Jeffrey can claim to have thoroughly studied the mechanisms of cooling systems, small motors. He can set up and take down an Olympic-caliber ice-surface. He can also discuss what happens on the tarmac of a major airline, how to place occupied coffins into the baggage compartment of a jet, and how to set up a landscaping business.
I’m able to say that I’ve experienced worlds of fiction and in doing so, I’ve found out something different about myself and the literature every time I’ve read it, as long as it isn’t anything by Gary Paulsen, which is the absolute worst writing I have ever read by someone so successful – even worse than James Frey.
So what does it all mean? What kind of advantage can I say I have by being able to boast that my skill – the thing I do every day – is to be able to pull apart, analyze, and ostensibly reassemble the words of a writer – to be able to live in someone else’s world every single day and avoid my own. If all other things were equal, I might be able to say I had an advantage. But all things are not equal.
There are four major components, as far as I can tell, of being a man:
His Personal and Individual Identity
My brothers are great fathers. There’s no disputing this. I would like to think that I am, also, a great father, despite the fact that I am now living 800 miles away from them, and can kiss them only by puckering my lips on video chat, repeatedly, because “I didn’t get it, Daddy. Jack was blocking me…” Despite the fact that I have left my sons, I think I’m as good a father as my brothers.

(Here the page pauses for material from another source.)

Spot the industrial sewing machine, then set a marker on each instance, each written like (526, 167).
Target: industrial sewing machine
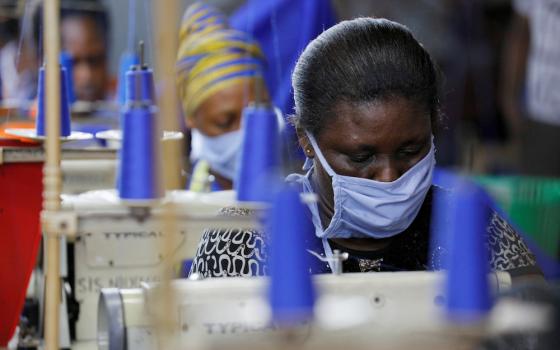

To my brothers, again, as far as I can tell, the job is the means to support their families and barely anything more. My occupation is part of my lifestyle, or my personal identity, for better or worse. It means that after the work is done, my brothers go home to be husbands and fathers, and I am constantly wrapped up in my work because my work is my lifestyle. I have never separated my work from my personal life, and I have let my personal life and obsession over my own identity consume me. I think this is the definition of a self-centered person.
My brothers’ personal identities relate directly to their children and wives and nothing else. My brothers have no passions, as far as I can see, other than their wives and children. They have sacrificed their personal identities for their families, and they are seen as good men for it, while my obsession over my personal life has nearly destroyed my marriage and broken me into several jagged pieces.
I’ve come to Chicago to try and put myself back together.